3. Our shared focus shifts towards the task of improving these world-wide sequences through evolution. Continuous and deliberate action, improvement, and evolution of the generative sequences, becomes a widespread feature of discussion in many segments of society. At present, since sequences are largely hidden from view, or unconscious, there is little opportunity – little point, too – in discussion or debate about the relative merits of different sequences. But as morphogenetic sequences come more and more into view, and are used by more people, it becomes natural for people to consider making or modifying their own sequences, sharing and exchanging ideas, trying consciously to improve the sequences they know – and then, finally, people begin to see that it is part of their obligation to share the material they have, to deposit improved sequences in the common gene pool, so that others may gain benefit, also.
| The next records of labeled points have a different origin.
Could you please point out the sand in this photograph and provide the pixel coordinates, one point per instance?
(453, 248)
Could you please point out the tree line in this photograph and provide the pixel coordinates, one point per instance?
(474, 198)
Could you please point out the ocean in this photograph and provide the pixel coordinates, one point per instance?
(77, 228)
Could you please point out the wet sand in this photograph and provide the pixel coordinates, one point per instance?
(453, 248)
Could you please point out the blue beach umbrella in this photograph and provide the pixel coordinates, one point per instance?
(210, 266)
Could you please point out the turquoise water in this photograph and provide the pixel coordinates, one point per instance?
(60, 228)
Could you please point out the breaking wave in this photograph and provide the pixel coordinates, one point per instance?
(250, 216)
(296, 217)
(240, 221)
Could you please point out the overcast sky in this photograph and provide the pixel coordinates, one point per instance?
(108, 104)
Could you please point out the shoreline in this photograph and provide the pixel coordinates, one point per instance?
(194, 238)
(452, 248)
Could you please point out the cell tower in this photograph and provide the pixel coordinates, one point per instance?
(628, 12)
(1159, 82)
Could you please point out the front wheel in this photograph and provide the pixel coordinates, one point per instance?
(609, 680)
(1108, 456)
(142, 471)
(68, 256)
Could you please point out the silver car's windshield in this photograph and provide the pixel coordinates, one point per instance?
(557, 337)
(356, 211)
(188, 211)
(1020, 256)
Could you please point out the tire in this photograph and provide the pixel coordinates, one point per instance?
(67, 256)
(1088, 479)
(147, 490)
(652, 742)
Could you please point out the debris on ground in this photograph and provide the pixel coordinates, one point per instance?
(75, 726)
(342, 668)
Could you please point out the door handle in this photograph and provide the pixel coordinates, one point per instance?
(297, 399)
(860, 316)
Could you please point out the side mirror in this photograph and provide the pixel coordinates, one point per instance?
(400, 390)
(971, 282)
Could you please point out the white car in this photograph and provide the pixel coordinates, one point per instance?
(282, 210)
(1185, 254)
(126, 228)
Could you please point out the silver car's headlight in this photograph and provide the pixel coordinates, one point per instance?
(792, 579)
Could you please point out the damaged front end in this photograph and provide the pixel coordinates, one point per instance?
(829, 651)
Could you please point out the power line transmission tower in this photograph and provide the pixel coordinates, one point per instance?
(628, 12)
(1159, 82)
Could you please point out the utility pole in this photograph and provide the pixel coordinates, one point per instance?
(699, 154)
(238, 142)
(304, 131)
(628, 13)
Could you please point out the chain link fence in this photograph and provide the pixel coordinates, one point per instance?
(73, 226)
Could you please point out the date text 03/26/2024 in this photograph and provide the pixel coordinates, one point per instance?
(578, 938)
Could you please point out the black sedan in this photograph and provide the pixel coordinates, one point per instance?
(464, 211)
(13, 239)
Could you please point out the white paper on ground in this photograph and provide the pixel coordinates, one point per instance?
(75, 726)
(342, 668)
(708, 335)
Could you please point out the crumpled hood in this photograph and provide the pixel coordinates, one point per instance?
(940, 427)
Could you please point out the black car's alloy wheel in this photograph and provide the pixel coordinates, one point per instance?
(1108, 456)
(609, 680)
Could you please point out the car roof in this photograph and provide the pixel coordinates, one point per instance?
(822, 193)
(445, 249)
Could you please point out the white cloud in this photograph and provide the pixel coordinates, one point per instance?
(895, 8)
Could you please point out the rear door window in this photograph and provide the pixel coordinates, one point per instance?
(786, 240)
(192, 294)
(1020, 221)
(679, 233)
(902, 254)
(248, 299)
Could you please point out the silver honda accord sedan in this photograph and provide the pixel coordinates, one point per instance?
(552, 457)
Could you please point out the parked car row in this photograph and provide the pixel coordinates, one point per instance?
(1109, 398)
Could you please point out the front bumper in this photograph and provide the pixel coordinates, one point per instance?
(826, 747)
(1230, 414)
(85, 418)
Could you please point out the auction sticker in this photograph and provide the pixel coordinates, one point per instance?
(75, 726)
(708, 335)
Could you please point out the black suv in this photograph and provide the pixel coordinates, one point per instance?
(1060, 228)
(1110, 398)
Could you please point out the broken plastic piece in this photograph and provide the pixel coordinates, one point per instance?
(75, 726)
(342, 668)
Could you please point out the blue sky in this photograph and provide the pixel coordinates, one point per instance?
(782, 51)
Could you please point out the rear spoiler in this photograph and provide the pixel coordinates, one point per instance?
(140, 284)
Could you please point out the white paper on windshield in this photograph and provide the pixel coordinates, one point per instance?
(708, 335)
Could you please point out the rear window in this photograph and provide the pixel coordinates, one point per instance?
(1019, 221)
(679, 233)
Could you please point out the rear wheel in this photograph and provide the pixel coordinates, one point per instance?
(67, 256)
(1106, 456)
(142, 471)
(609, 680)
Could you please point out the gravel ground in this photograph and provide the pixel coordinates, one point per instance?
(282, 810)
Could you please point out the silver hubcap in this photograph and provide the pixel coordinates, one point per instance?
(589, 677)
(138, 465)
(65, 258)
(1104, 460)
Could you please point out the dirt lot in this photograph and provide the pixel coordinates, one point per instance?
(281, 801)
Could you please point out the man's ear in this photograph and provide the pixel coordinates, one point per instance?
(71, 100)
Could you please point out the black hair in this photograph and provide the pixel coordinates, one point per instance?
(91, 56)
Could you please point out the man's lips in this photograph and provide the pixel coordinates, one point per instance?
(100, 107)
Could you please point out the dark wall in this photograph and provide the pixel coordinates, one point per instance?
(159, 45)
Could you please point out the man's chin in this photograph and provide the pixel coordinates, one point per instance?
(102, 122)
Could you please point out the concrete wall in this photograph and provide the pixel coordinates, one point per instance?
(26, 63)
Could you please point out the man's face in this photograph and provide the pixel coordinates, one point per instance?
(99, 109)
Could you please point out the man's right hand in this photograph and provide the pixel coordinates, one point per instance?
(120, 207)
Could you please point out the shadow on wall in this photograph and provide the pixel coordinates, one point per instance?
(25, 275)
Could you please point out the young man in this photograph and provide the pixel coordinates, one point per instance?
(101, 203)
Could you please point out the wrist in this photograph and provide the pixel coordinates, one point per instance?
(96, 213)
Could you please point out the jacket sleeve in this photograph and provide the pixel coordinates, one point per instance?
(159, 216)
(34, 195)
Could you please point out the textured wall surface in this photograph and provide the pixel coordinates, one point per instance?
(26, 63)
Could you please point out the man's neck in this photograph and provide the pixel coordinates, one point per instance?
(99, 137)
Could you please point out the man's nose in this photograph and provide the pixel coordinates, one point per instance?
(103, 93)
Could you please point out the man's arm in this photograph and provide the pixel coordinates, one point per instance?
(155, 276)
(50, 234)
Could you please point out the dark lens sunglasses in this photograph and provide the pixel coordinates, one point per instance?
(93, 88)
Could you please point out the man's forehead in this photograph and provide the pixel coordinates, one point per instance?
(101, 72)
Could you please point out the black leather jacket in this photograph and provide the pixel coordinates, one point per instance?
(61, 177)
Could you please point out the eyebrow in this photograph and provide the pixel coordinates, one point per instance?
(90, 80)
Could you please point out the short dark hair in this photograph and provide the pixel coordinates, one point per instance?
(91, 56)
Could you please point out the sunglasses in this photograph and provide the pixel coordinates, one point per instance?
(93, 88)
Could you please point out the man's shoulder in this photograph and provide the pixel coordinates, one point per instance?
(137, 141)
Even the large-scale process embodied, for instance, in the concept of “development” can be summarized, in its essence, as a sequence of operations (a sequence that is, in this case, not a living one), and efforts made to improve it. Profound morphogenetic processes are also based in one way or another on sequences. Such sequences ALL have the important character that deeper aspects of structure are laid down first and that subsequent steps always follow smoothly. This, too, merits discussion, and will slowly become a matter of common awareness.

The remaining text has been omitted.